Daha ligin ilk haftasında çirkin fragmanlar başladı.
Adaletten nefret eden hakemler listesi yapsam başına Cüneyt Çakır'ı yazarım.
Kayserispor maçını bir daha izleyin ve geleceğe bir yolculuk yapın.
Mazinin tarlasında çirkef Melo'yu hatırlayın.
Her yanından çamur akan Melo'nun Cüneyt Çakır'ın gözbebeği olmasındaki sırrı çözmenize gerek yok.
Fatih Terim'in korku çemberinde birçok hakemin böyle güzel hatıraları mevcuttur.
Hitchcock bile kendi filmlerinde görünmeyi boşuna seçmedi!
Futbolumuzda güçler dengesinin kontrolü ele geçirmek istemesiyle, haksızlığa diş geçirmek arasında mücadele var.
Ne acıdır ki medya bu mücadelenin haksızlık tarafını seçiyor.
Başakşehir ligin lideri üstelik 3 yıldır harika projenin sembolü.
Başakşehir büyürken büyük sayılan takımların küçüldüğü göstermekten utanıyorlar belki de!
Ya da korkularına konum atmakta usta olanların en kolay çıkış yolu; "adaleti kim kaybetmiş biz bulacağız." Ben de diyorum ki; "Kötü bitecek bir maceranın sonundaki karanlıkta hepimiz kaybolacağız." Gazeteciliğin donanım gerekmeyen bir mesleğe dönüşmesinden sonradır, zorbalığın paha biçilmez olması!
Ve meslek itibarını kaybetmesi!
Adaletin izini sadece hakemler üzerinden sürmeyelim.
Kulüpleri borç batağına sürükleyip o borçları bizlere ödeten başkanların günahlarının izlerini sürelim biraz da.
Bir şirket gibi değil, başkanların babasının malı gibi yönetilen kulüplerin ülkenin geleceğini sömürmesinin önüne geçmenin zamanı gelmedi mi?
Borçlarının sorumluluğunu onlara bırakmadıkça, onlar da kural tanımaz halleriyle kulüplerin yakasını bırakmayacaktır.
Onlar bir koyup bilmem kaç aldılar!
Oysa zarafet eğitimle alınmaz adalet de!
İnsanın kanında olmalı.
Gelelim futbolculara.
Eski teknik direktörüne karşı tetikçilik yapanların, bugün yeni teknik direktörlerine yalakalık yapmasındaki kültürü futbolumuz başının üstünde taşıyor.
Haysiyet ve onurun saf dışı bırakıldığı bir düzende buna aklını kullanmak deniyor.

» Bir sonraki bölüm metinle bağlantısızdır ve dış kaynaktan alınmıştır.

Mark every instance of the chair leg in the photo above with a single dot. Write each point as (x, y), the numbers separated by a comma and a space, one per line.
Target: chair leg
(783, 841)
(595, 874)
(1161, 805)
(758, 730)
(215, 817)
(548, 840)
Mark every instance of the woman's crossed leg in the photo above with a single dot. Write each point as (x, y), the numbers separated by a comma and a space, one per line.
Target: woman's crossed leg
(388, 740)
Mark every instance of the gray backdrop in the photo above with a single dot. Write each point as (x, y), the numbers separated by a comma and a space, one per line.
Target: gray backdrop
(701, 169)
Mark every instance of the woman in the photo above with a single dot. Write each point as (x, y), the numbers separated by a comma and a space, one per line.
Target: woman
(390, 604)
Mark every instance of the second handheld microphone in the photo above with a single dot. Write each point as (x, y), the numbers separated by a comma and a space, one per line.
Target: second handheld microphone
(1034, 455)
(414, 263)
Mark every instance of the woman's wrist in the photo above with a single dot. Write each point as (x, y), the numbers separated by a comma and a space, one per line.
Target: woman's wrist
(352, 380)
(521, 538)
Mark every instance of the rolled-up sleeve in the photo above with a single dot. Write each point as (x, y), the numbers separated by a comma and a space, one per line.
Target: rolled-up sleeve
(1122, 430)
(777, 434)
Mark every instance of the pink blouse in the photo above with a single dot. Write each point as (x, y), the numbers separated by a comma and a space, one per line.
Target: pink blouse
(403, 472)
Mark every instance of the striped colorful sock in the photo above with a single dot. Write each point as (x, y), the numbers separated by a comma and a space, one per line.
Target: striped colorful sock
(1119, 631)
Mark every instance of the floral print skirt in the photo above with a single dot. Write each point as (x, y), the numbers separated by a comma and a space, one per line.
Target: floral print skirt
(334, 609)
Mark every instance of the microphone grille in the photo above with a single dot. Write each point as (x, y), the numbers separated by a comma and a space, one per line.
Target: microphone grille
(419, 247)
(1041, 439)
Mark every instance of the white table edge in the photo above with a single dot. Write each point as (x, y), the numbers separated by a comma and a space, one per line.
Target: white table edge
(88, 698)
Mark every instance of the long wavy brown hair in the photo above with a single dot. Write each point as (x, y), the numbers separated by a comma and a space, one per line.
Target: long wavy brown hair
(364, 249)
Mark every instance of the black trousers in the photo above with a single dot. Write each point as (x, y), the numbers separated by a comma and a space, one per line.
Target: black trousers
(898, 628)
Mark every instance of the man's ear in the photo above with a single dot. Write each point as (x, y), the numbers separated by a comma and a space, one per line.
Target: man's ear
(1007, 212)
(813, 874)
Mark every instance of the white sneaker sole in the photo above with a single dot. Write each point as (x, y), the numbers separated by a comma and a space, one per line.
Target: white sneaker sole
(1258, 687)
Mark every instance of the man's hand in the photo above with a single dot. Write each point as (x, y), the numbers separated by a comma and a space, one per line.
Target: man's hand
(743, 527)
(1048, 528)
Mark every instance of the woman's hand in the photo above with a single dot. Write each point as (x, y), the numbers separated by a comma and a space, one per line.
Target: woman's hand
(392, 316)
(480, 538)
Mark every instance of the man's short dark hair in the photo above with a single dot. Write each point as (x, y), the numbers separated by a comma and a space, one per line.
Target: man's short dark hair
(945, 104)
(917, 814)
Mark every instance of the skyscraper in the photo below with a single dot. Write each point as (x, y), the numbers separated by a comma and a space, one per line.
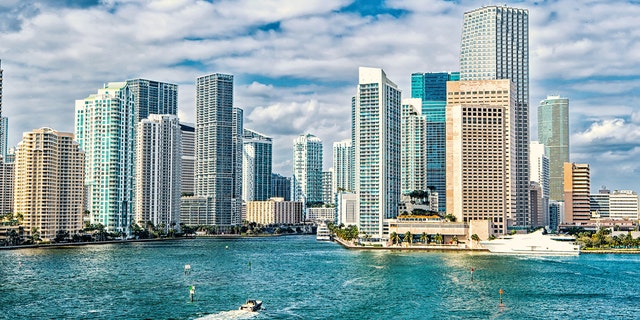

Çocuklarımız için böyle futbolculardan iyi öğretmen ve bundan iyi kurs olabilir mi?
Eskiden mazi konulu futbol sohbetlerine girdiğim zaman, Metin Oktay'ın, Baba Hakkı'nın ve Lefter'in mahalle aralarında dolaştığını hissederdim.
Onların mahalledeki çocuklarla sohbet ettiğini falan.
Şimdi o güzelim insanların ruhani gezintisinde yollarının kesildiğini biliyorum.
Ve her yıl da biraz daha değerlerinden uzaklaşıldığını da!
O yüzden futbolun kirli manzarasına kendini kaptıranlar bilmelidir ki...
Bu körü körüne sevdaya elini kaptıran kolunu kurtaramaz!
Bu yazıyı çocuklarını futbola sebil edenlere müdahale hakkımı kullanmak için yazdım.
Kimseyi ırgalamayacağını bildiğim halde!
Ayrıntılar için lütfen tıklayın.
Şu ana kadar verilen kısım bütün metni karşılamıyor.